Search code examples
pythonscipycurve-fittingdifferential-equationsscipy-optimize

Fitting curve where each point is the solution of an ODE


I have the following code:

import numpy as np
from scipy.integrate import odeint
import matplotlib.pyplot as plt
import random

def dose(y, t, b, s, c, p, i):
    target, infectious, virus = y
    dydt = [-b*target*virus, b*target*virus - s*infectious, (1/(i+1))*p*infectious - c*virus]
    return dydt


b = 0.00001
s = 4
c = 4
p = 2000000
D = np.logspace(-3, 3, 7)
mylist = []

y0 = [1, 0, 0.01]
t = np.linspace(0, 60, 1000)
for i in D:
    sol = odeint(dose, y0, t, args=(b, s, c, p, i))
    #plt.plot(t, sol[:, 0], label='D = ' + str(i))
    V = sol[:, 2]
    mylist.append(V[48]/0.01950269536785707)


def add_noise(d, noise_pct):
    return [x + random.gauss(0, noise_pct * x) for x in d]

mat = np.array(mylist)

mylist2 = add_noise(mylist, 0.05)
mat2 = np.array(mylist2)
plt.plot(D, mat2)

plt.xscale('log')
#plt.plot(t, sol[:, 2], 'r', label='virus')
plt.legend(loc='best')
plt.xlabel('time')
plt.grid()
#plt.show()
print(D)
print(mat2)

Now D and mat2 contain the x and y values that I would like to use to fit to the solution of my original system of ODEs in the function dose.
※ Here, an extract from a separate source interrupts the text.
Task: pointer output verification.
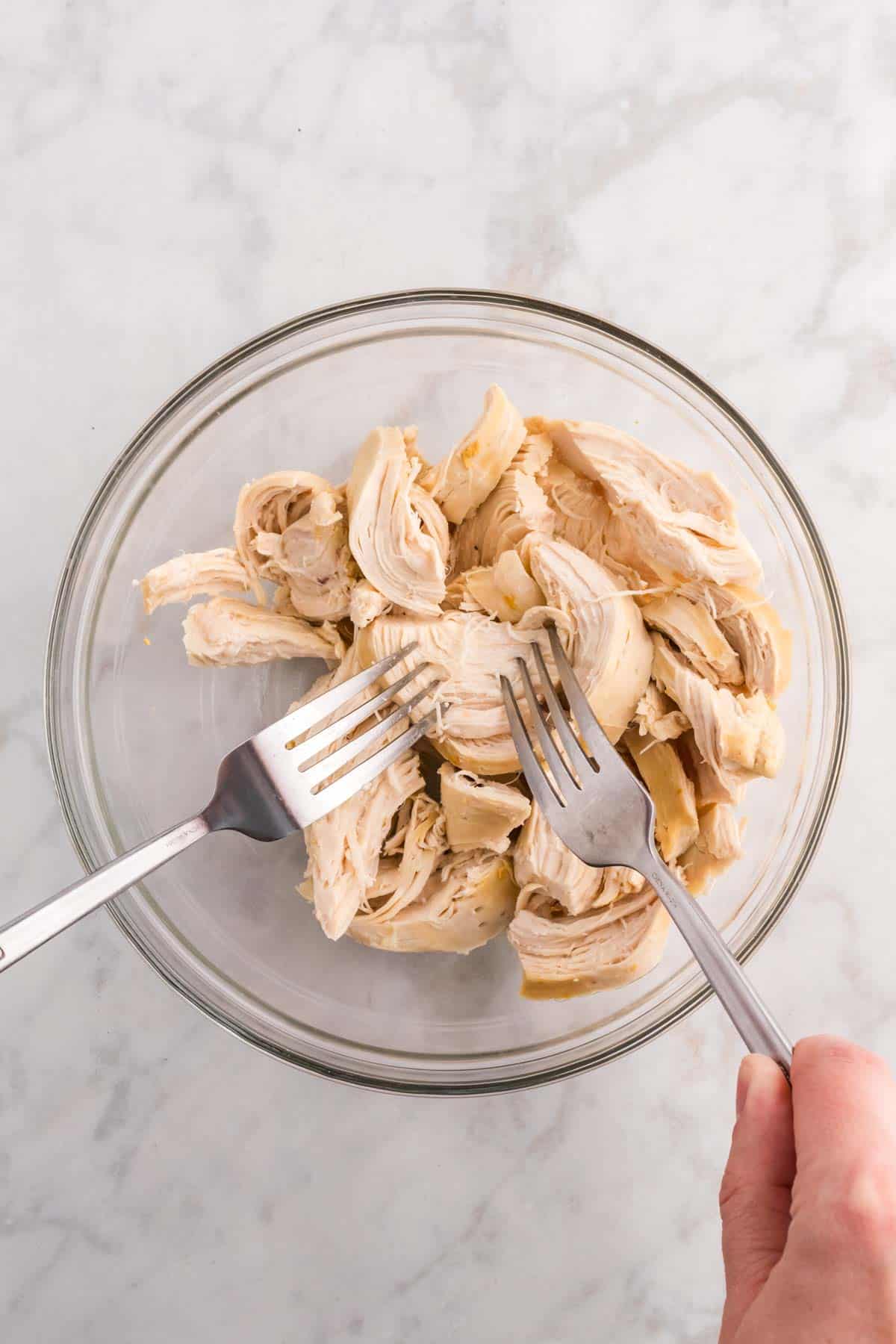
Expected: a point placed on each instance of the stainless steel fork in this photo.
(605, 816)
(267, 788)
I would like to plot the new fitted function as well.

How would I do this?

To clarify, I added an error varaition of 5% to 7 data points from the original graph and got a np.array of x and y values that I want to find a curve of best fit for, which follows the same differential equations as the original graph.


Solution

  • Lets reformulate a bit your problem to make it more efficient and fittable.

    import numpy as np
    import matplotlib.pyplot as plt
    from scipy import integrate, optimize
    

    We write the dynamic of your system to be compliant with new solver interface solve_ivp:

    def dose(t, y, b, s, c, p, d):
        target, infectious, virus = y
        return np.array([
            -b * target * virus,
            b * target * virus - s * infectious,
            (1. / (d + 1.)) * p * infectious - c * virus
        ])
    

    Now we write the model function to have a signature compatible with curve_fit, we also operate simplification in solving the ODE in order to improve time complexity of the algorithm:

    def model(D, b, s, c, p):
        solutions = []
        for d in D:
            solution = integrate.solve_ivp(
                dose, [0, 5], y0=[1, 0, 0.01],
                t_eval=[2.8828828828828827], # Translating np.linspace(0, 60, 1000)[48]
                args=(b, s, c, p, d)
            )
            data = solution.y[2, 0] / 0.01950269536785707  # I'm intrigued by this part of the your code I translated
            solutions.append(data)
        return np.array(solutions)
    

    Now we generate some synthetic dataset:

    b = 0.00001
    s = 4
    c = 4
    p = 2000000
    p0 = (b, s, c, p)
    
    np.random.seed(12345)
    D = np.logspace(-3, 3, 20)
    z = model(D, b, s, c, p)
    s = np.ones_like(z) * 0.05
    n = s * np.random.normal(size=s.size) * z
    zn = z + n
    

    And we perform the adjustment:

    popt, pcov = optimize.curve_fit(
        model, D, zn, p0=[1e-5, 1, 1, 1e6],
        method="trf", bounds=(0, np.inf),
        sigma=s, absolute_sigma=True
    )
    
    # (array([1.98458777e-05, 3.39383754e+00, 4.55115392e+00, 1.00007348e+06]),
    #  array([[ 8.35308599e-10, -3.25230641e-03,  3.73469971e-03,
    #          -5.22169803e-11],
    #         [-3.25230641e-03,  1.28672442e+04, -1.47634805e+04,
    #           2.06436797e-04],
    #         [ 3.73469971e-03, -1.47634805e+04,  1.69398903e+04,
    #          -2.36868204e-04],
    #         [-5.22169803e-11,  2.06436797e-04, -2.36868204e-04,
    #           3.31209815e-12]]))
    

    Parameters order of magnitude are alike, fitness is good:

    Dlog = np.logspace(-3, 3, 200)
    fig, axe = plt.subplots()
    axe.scatter(D, zn, label="Data")
    axe.semilogx(Dlog, model(Dlog, *popt), label="Fit")
    axe.semilogx(Dlog, model(Dlog, *p0), "--", label="Model")
    axe.legend()
    axe.grid()
    

    enter image description here

    Which shows how to technically perform the regression. Notice than errors on s and c are very high, probably explaining why we cannot recover initial parameters.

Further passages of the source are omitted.